Notre École a aussi besoin d’avoir un Ministre, une institution, qui a des convictions profondes et qui le montre aux enseignants. La conviction profonde que cette école de la réussite de tous est possible. Et pour le montrer, il faut qu’il y ait des moyens conséquents qui soient alloués à l’École. Pour la formation des enseignants, par exemple. Une formation qui aujourd’hui est insuffisante en formation initiale et quasi impossible tout au long de la carrière.
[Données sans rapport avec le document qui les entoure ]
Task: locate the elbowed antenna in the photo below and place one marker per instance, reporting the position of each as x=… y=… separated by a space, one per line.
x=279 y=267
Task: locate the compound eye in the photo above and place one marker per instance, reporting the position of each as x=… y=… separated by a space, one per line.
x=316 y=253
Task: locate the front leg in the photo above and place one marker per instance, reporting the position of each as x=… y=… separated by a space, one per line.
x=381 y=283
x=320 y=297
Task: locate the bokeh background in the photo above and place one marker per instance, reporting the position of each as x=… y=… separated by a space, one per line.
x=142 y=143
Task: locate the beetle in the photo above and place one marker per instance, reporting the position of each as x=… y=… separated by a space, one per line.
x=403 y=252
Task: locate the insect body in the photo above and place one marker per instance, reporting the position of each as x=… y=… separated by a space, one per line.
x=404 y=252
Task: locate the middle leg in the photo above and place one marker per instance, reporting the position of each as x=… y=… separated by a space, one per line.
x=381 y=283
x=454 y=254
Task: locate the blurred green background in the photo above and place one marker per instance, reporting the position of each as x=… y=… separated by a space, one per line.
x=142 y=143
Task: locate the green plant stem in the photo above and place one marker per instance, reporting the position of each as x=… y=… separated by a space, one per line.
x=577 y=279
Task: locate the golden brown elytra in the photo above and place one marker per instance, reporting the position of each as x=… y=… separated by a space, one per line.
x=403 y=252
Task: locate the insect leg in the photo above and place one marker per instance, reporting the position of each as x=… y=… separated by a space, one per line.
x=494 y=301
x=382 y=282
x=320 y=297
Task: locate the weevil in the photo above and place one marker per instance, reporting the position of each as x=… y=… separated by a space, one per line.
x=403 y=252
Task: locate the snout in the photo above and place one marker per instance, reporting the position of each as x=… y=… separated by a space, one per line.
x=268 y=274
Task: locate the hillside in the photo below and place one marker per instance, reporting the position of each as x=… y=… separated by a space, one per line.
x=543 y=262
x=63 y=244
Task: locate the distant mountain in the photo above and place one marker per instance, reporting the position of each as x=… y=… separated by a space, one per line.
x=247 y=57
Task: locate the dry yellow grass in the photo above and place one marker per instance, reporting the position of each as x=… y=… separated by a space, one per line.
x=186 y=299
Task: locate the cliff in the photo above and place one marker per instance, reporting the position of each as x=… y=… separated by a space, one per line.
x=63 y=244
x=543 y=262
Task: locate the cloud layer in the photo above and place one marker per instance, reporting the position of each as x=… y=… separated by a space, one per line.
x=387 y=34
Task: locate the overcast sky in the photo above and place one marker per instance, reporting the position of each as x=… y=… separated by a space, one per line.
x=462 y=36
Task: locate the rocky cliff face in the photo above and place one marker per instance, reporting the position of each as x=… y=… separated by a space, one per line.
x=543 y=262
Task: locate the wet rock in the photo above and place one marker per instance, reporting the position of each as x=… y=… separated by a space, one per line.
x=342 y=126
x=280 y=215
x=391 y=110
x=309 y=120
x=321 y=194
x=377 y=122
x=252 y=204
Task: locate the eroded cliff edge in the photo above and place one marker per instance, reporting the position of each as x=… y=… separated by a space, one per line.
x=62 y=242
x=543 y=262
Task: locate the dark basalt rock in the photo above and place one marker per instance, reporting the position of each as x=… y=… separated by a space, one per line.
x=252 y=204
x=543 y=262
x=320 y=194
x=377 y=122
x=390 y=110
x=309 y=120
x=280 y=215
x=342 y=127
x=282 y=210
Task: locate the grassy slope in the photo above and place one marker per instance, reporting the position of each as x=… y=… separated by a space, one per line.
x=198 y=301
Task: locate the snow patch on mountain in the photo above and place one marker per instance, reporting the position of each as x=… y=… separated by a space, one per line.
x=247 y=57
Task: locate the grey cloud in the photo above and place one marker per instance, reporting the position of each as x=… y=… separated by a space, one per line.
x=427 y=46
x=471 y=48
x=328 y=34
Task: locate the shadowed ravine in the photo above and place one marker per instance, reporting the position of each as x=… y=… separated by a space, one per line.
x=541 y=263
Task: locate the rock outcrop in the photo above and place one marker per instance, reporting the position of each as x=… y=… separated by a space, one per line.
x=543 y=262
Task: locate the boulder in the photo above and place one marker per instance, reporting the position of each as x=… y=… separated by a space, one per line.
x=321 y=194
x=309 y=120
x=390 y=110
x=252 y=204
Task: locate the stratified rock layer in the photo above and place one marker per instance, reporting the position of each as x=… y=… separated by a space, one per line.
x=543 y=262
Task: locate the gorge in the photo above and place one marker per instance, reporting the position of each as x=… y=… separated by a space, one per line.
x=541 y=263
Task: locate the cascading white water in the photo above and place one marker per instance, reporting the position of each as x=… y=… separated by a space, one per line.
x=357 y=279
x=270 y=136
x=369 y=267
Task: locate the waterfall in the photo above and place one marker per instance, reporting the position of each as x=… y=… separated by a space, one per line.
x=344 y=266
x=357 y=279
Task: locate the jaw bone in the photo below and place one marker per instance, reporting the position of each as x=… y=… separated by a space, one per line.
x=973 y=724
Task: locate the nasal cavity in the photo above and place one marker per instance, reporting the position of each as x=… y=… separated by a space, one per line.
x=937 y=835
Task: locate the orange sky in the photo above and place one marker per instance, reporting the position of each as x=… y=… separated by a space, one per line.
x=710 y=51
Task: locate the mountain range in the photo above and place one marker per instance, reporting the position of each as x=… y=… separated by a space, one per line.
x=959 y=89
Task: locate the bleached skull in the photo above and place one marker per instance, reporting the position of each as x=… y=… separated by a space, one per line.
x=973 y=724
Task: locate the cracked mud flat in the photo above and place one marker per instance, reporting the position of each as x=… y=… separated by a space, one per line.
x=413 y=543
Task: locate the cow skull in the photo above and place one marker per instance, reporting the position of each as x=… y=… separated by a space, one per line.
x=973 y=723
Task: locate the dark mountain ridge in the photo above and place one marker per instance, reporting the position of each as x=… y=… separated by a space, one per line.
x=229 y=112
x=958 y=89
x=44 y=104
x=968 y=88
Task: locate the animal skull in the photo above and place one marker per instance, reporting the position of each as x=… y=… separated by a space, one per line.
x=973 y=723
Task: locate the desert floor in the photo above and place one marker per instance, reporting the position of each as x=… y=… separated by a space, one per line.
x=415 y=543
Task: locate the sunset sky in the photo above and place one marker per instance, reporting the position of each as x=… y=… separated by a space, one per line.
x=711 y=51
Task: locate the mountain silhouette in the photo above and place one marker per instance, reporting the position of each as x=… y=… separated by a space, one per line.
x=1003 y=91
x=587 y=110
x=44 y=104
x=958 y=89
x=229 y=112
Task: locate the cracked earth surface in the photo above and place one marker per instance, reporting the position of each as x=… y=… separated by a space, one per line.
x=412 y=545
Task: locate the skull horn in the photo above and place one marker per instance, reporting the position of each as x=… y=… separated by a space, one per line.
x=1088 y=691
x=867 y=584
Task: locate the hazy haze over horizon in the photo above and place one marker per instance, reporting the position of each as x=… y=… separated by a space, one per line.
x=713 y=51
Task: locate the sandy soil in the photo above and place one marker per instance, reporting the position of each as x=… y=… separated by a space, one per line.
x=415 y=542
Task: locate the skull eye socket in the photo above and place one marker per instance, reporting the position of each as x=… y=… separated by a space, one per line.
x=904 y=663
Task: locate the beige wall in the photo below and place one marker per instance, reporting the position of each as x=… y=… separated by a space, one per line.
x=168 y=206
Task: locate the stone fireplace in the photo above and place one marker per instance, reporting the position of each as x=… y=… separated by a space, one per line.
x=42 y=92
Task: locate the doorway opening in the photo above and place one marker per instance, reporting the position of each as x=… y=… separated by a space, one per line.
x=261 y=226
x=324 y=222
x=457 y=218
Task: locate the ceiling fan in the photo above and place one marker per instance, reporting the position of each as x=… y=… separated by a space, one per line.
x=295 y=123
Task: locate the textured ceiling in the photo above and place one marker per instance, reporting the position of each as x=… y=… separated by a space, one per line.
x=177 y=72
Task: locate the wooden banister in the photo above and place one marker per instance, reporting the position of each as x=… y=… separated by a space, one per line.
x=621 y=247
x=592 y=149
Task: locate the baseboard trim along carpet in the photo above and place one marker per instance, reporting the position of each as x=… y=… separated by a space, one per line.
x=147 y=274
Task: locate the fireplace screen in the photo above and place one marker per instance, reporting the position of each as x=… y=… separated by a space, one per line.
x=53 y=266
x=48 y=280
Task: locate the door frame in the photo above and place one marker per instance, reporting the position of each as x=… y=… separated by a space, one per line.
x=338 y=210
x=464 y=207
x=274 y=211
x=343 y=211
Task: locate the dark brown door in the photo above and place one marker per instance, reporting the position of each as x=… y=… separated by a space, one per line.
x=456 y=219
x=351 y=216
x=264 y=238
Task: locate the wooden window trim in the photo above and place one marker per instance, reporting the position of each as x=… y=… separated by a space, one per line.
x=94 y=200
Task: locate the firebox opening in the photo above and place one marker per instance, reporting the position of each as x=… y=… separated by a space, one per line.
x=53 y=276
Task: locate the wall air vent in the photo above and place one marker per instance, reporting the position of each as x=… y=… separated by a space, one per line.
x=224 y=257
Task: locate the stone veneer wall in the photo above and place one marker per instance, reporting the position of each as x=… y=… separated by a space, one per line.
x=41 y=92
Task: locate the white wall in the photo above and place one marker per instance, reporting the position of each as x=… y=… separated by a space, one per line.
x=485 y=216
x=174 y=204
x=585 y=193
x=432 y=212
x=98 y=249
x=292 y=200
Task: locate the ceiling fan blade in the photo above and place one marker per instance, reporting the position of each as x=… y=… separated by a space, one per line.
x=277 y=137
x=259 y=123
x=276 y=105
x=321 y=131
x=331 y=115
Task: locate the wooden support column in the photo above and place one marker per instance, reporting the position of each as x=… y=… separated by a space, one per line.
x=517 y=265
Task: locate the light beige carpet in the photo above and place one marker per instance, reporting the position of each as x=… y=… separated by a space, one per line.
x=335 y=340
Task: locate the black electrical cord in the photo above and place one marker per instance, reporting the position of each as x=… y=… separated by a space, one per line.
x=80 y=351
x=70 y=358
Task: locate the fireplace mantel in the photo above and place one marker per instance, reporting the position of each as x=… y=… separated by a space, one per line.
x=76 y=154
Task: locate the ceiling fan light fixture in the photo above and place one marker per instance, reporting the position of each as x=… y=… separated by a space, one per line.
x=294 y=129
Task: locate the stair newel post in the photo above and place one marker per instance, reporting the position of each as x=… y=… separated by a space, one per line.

C’est invraisemblable ! Quel métier ne nécessite pas de se former au quotidien ?
Qu’attendez-vous du Ministre, et plus largement des politiques en termes de mixité sociale ?
Depuis des années, nous avons des expérimentations qui montrent que la mixité sociale, ça marche. Pas à n’importe quelles conditions. Il faut une pédagogie de projet forte et qui donne envie. Les parents qui ne sont pas en difficulté sociale et financière iraient volontiers vers des établissements dont le projet pédagogique est affiché même lorsqu’il y a de la mixité sociale. Ils feraient moins le choix du privé.
L’institution doit soutenir les collèges, les équipes enseignantes et les principaux qui ont une pédagogie de projet qui permette d’apaiser les ambiances dans ces établissements. De les soutenir pour qu’ils les développent davantage. Je suis persuadée que c’est une des clés pour de la mixité sociale.
Comment aujourd’hui les enseignants et enseignantes peuvent-il faire pour renverser cette tendance macabre ?
C’est dur d’être enseignants aujourd’hui, sincèrement. Mais j’en vois tous les jours des formidables. Il faut qu’ils continuent d’être curieux, d’aller chercher de nouvelles choses et qu’ils osent tenter de nouvelles expériences avec les enfants, avec les parents et entre collègues malgré la pression de la hiérarchie.